2. In Figure 2: how reproducible is the red (td-tomato) signal among animals? This could be a measure of the reproducibility of the positioning of the imaging planes and of the stereotypy of the underlying anatomy.

Following the reviewers’ suggestion, we provide now representative images of GH146 mtd-Tomato across six brains in Figure 2—figure supplement 1A. These images show the high reproducibility of the GH146 mtd-Tomato signal and the precise plane that has been used to measure the odor-evoked responses of LHNs across different animals.

3. Resolution of the anatomy data. Would it be possible to utilize the EM datasets to improve some of the claims made based on GRASP? Could for instance some of glutamatergic neurons be isolated by MARCM (or by single-cell PA), reconstructed and compared to the existing EM reconstructions? This would help defining for some few exemplary neurons the distribution of pre and postsynaptic sites and the identity of traced partners.

Following the reviewer’s suggestion, we have employed photoactivatable GFP to label, trace and reconstruct individual neurons of the glutamatergic subset of LHNs studied here to address this issue. We have performed single neuron photoactivation of individual cell bodies from the dorsomedial cluster of the glutamatergic LHNs. The neurons have been reconstructed in 3D using the AMIRA software (incorporated now into Figure 1C). Due to the position of the cell bodies, the primary neurite as well as the neurotransmitter identity, we assume that these LHLNs belong to the PD3a1 and PD3a2 neuron cluster according to Dolan et al., 2019. This is mentioned in the Results section (page 5). Unfortunately, Dolan et al., have not discussed potential the pre- or postsynaptic partners of this subset of neurons. Therefore, it is difficult for us to utilize their EM datasets to verify the synaptic partners of our glutamatergic LHNs.

4. Generalization of the data in Figure 5. At line 274: "This observation indicates that the glutamatergic LHNs receive an odour selective inhibition from mPNs which is stronger for the food odour vinegar than for the repellent odour benzaldehyde. " To generalize, could this be tested with other odours? Having done the transection, which seems a very difficult experiment to perform- exposure to an odour panel instead of two odours only should be a relatively easy addition.
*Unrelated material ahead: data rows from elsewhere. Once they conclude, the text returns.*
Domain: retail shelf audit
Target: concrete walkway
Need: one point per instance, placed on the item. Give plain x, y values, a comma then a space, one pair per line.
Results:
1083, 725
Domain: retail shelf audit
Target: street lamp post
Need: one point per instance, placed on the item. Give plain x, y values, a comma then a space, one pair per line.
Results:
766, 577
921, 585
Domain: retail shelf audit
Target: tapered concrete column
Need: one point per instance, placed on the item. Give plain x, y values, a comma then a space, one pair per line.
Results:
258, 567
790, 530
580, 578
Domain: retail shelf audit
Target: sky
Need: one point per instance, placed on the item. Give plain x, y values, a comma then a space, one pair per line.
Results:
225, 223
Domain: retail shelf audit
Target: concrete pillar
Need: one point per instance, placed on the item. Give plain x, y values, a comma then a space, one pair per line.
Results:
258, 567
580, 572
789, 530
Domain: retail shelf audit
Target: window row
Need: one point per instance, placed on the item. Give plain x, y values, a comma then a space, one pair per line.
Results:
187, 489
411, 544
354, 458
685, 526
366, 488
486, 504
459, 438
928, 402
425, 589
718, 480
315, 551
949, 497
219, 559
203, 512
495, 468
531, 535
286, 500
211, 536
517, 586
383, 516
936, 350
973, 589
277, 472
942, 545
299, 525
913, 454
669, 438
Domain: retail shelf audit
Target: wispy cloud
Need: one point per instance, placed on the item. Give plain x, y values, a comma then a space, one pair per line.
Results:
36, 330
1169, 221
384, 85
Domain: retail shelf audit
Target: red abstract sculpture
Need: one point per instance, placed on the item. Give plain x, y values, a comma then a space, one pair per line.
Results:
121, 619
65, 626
We agree with the reviewer and performed the laser transection experiment of mPNs with four other odors, two attractive ones, 2,3 butanedione and ethyl acetate, as well as two aversive odors, acetophenone and linalool. We observed for all odors a trend in increased activity after the laser ablation of mPNs, while only acetophenone displays a significant enhancement in a consistent manner. These observations altogether confirm that glutamatergic LHNs receive an odor-specific inhibition, that is strong for vinegar and acetophenone, moderate for benzaldehyde and weak or absent for 2,3 butanedione, linalool and ethyl acetate. The new data are provided in Figure 5—figure supplement 2 (Results section, page 11). Since Figure 5 fills already one page, it is not possible to include the control data in the main figure (as suggested by the reviewers) without removing data of the transection experiments with benzaldehyde and vinegar and therefore decided to provide the old and new control data in Figure 5—figure supplement 1.
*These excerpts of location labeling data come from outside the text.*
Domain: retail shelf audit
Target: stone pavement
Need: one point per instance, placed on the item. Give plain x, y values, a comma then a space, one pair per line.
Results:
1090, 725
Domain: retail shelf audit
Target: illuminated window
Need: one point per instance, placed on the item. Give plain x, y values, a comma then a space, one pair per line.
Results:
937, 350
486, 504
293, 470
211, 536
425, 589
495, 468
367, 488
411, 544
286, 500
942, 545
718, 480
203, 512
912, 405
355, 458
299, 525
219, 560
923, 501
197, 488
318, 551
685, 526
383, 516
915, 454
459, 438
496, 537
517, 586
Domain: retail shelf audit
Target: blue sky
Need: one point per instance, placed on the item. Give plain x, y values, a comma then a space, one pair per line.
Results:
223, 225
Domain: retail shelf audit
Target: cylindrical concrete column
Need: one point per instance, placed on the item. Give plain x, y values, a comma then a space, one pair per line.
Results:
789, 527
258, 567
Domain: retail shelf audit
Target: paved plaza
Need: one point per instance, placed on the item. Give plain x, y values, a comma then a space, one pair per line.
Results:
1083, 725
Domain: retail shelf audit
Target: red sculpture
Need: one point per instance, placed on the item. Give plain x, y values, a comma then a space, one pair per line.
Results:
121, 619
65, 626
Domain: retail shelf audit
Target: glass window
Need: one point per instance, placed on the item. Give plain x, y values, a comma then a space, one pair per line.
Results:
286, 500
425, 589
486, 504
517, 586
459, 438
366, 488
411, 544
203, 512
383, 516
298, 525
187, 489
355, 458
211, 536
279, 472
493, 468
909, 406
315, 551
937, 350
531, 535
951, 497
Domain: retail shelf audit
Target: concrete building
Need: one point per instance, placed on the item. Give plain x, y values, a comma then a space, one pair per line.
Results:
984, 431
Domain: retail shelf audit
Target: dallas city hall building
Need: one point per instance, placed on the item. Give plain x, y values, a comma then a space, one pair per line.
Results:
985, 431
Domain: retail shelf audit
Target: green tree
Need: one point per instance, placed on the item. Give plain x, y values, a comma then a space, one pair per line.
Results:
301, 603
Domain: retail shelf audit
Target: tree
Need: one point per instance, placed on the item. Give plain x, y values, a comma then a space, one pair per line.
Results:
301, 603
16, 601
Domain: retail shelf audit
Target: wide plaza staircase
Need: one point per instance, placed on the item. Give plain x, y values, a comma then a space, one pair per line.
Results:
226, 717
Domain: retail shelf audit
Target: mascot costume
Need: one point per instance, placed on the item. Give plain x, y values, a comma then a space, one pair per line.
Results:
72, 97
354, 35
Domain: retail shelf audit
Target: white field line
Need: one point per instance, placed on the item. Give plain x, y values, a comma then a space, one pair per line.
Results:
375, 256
5. Would increased odour concentrations (for instance of aversive stimuli) elicit a stronger uPN response and how would that translate into Glutamatergic LHN response amplitudes?
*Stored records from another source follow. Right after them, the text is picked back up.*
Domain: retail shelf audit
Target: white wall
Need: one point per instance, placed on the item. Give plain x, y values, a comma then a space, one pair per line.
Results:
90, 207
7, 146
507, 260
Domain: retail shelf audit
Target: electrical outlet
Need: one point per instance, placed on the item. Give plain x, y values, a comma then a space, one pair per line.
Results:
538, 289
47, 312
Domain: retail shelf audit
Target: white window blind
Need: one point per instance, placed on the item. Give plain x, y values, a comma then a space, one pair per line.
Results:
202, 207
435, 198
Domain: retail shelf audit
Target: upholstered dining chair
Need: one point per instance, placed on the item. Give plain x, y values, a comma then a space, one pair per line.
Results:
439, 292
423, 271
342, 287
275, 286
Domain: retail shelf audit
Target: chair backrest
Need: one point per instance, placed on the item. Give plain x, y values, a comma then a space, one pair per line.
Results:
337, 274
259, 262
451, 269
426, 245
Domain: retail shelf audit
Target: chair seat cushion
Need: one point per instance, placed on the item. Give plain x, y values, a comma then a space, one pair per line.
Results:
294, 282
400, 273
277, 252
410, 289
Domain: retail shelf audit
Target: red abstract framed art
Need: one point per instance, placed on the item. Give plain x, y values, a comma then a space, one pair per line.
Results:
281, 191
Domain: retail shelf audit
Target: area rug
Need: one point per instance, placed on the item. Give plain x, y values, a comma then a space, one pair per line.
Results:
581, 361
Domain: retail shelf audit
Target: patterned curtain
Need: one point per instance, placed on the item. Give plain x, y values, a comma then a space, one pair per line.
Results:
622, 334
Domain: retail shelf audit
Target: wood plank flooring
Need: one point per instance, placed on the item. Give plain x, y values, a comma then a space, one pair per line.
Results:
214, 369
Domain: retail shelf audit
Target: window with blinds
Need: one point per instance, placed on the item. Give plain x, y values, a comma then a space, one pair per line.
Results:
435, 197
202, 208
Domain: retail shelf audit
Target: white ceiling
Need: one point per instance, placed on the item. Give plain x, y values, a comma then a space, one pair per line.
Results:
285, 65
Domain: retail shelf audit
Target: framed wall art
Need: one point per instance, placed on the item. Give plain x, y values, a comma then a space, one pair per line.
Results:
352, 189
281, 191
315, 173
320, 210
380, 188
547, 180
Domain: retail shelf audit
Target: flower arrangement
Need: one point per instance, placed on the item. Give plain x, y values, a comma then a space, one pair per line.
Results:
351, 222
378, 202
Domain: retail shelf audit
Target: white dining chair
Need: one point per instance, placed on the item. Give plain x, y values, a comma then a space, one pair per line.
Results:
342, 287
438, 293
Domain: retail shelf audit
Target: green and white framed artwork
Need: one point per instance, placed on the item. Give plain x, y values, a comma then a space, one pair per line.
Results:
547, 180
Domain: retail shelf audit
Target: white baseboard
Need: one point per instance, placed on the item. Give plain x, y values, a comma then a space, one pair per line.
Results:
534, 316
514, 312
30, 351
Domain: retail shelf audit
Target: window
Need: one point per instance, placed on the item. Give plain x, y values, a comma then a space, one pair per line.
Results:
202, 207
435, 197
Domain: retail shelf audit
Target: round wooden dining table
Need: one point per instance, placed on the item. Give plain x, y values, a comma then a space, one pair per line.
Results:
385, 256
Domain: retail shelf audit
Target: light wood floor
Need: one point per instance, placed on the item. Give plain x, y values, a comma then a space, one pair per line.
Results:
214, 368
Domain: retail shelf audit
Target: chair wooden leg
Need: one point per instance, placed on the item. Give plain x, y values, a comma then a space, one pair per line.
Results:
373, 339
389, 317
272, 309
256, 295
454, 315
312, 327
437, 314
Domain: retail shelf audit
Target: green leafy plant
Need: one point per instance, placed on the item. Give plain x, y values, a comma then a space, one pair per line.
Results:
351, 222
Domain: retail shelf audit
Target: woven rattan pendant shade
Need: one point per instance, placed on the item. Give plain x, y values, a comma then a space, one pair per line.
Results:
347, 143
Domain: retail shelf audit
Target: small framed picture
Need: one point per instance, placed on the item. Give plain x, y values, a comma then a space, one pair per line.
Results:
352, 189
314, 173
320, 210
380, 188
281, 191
uPNs activity increases to increased odor concentration in a dose-dependent manner as previously shown. However, in our case the glutamatergic LHN and uPN response amplitudes do not correlate with each other (Figure 3K, Figure 2 Figure Supplement 1B, C) indicating that an increased activity in uPNs does not necessarily evoke an increased activity in LHNs in a linear manner. Hence, it is feasible that a lot of processing is occurring in the LH and that the responses from uPNs are transformed and translated into LHN response patterns in a complex manner. We mention that transformation process in our Discussion.